Policymakers face intense pressure—to act fast, visibly and for all, which results in policies that have more long-term downsides than short-term benefits, he wrote.

Targeted support is much more effective. Europe’s response to this shock should be shaped by two imperatives, he suggested. First, robust macroeconomic policy that is fit for a world with unpredictable and frequent shocks, and second, resilience built without wasting fiscal resources or getting in the way of markets.

The first imperative involves getting monetary and fiscal policy right. Central banks must remain laser focused on keeping inflation expectations anchored, the IMF expert wrote.

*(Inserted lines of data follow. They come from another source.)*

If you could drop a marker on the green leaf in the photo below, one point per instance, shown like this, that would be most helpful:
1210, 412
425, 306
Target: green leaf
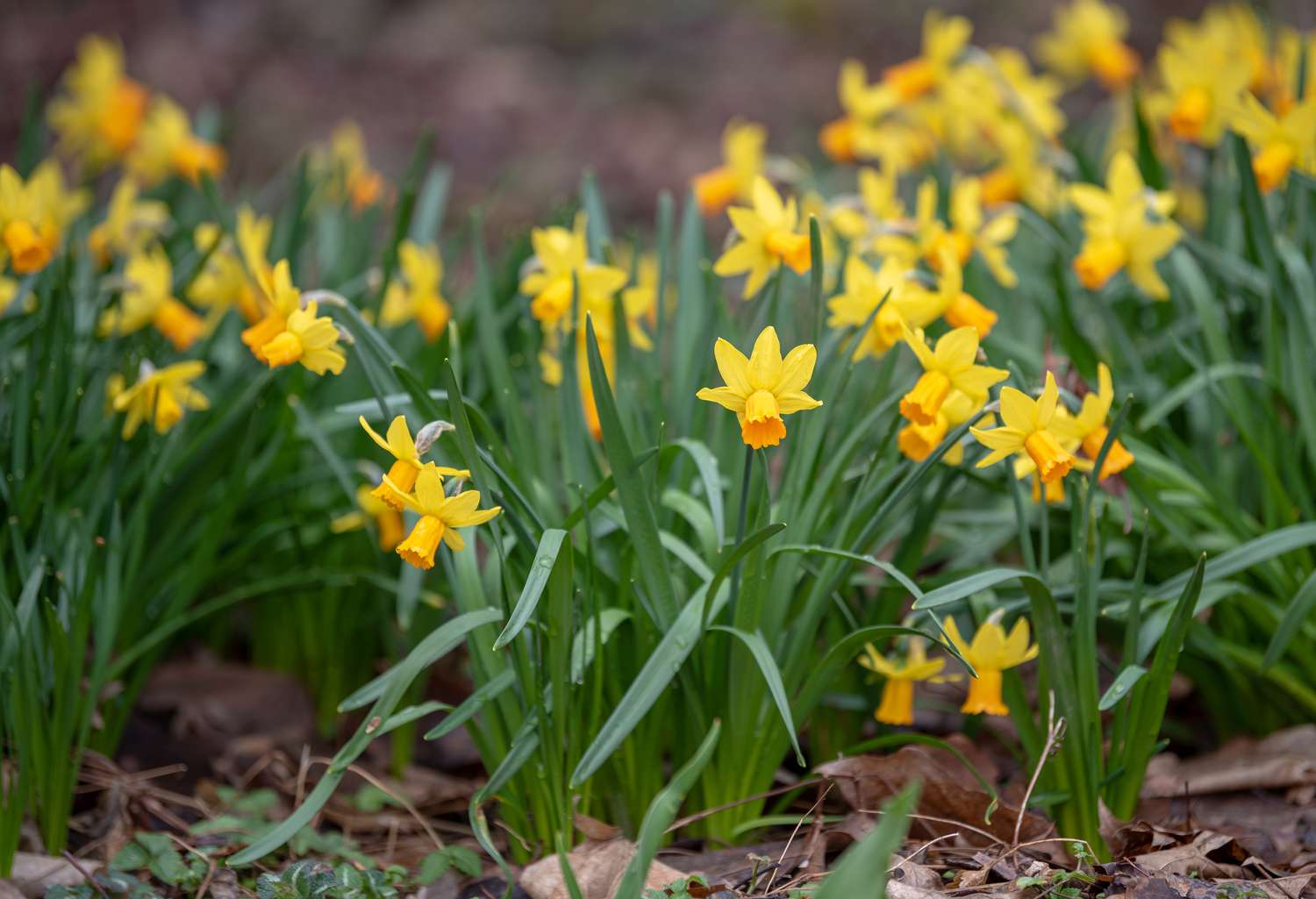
862, 870
662, 812
534, 583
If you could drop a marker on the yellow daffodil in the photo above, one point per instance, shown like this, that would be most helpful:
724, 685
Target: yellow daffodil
742, 162
862, 104
34, 213
342, 166
1197, 95
907, 304
407, 464
1089, 431
897, 706
1026, 431
440, 517
387, 520
769, 234
918, 441
1284, 141
942, 41
168, 146
160, 396
950, 366
1087, 39
291, 331
1124, 226
131, 223
416, 295
147, 299
990, 653
99, 111
763, 387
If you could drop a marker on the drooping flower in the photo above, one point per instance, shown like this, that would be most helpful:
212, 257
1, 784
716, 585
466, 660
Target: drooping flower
160, 395
952, 366
34, 213
763, 387
1087, 39
897, 706
990, 653
99, 111
387, 520
147, 300
769, 234
1026, 431
168, 146
291, 331
742, 162
1124, 226
1284, 141
407, 464
131, 223
440, 517
942, 39
905, 304
1089, 426
416, 295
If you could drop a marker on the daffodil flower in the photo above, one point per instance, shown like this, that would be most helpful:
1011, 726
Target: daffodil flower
1284, 141
907, 304
34, 213
147, 299
1026, 432
950, 366
1089, 426
416, 295
742, 162
1087, 39
763, 387
1124, 228
99, 110
769, 234
160, 396
407, 464
897, 706
440, 517
168, 145
387, 520
129, 224
990, 653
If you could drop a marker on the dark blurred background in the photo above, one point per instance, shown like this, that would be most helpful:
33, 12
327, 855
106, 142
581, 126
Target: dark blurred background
521, 94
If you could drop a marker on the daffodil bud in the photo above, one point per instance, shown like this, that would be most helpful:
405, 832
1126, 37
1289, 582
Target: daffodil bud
429, 433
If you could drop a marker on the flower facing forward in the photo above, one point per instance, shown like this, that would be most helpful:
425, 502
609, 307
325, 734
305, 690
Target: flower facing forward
1124, 226
897, 706
1089, 428
416, 295
1284, 141
769, 234
387, 520
990, 653
291, 332
407, 464
99, 111
763, 387
131, 223
440, 517
1028, 432
742, 162
147, 300
160, 395
34, 213
950, 366
1089, 39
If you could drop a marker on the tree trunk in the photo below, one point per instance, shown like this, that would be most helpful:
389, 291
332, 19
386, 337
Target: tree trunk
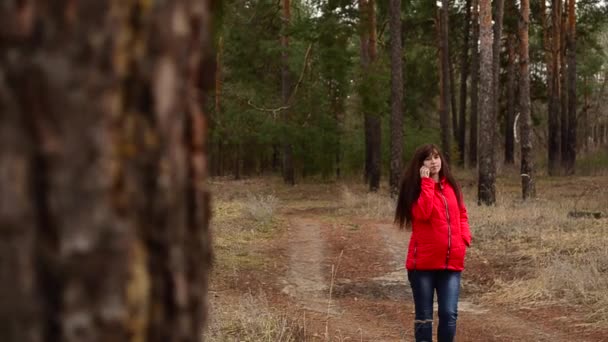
103, 208
396, 97
453, 104
464, 74
511, 92
288, 169
444, 80
375, 126
216, 158
365, 64
571, 60
487, 166
474, 85
498, 20
550, 39
563, 90
527, 166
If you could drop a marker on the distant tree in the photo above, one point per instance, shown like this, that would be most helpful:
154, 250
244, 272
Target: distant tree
527, 166
444, 78
487, 167
396, 141
496, 48
464, 74
473, 136
372, 121
570, 161
511, 100
288, 167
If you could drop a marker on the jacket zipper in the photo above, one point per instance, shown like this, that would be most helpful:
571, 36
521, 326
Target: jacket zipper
415, 252
447, 213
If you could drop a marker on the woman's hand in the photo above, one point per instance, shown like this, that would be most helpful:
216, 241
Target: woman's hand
425, 172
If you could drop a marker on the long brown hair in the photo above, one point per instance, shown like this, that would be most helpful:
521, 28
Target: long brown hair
410, 183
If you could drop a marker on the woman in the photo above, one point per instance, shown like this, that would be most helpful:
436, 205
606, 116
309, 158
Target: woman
430, 201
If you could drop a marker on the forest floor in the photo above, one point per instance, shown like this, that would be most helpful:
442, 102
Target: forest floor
323, 262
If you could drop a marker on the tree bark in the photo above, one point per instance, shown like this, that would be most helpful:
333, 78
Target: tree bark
365, 64
527, 166
444, 80
563, 83
487, 166
104, 209
497, 36
511, 92
464, 74
474, 86
375, 126
288, 168
396, 97
571, 60
550, 38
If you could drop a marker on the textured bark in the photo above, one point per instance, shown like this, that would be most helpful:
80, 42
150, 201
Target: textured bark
464, 74
563, 84
511, 92
104, 211
288, 168
487, 167
551, 58
365, 64
453, 100
496, 44
571, 85
527, 166
473, 140
367, 11
375, 127
396, 97
444, 79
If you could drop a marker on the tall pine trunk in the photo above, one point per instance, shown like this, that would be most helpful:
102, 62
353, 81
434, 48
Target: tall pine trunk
571, 81
551, 57
375, 126
104, 207
365, 64
527, 166
511, 93
496, 44
563, 84
367, 11
473, 140
288, 168
464, 74
444, 80
396, 97
487, 167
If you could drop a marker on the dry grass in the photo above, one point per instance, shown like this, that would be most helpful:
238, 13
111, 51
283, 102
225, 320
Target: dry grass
359, 203
251, 319
536, 252
557, 259
261, 208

In the euro area, where inflation is close to target and medium-term expectations are broadly anchored, the European Central Bank has some scope to wait and observe the shock evolve before acting. IMF now expects a cumulative 50 basis point increase in the policy rate by the end of this year, maintaining a broadly neutral monetary stance in light of higher near-term inflation expectations, Kammer noted.

A rise in core inflation or increasing medium-term expectations would warrant a more restrictive stance, he wrote.

“Europe must reform under pressure. The current shock is not an argument for delay. It is all the more reason to push forward the reform agenda,” Kammer added.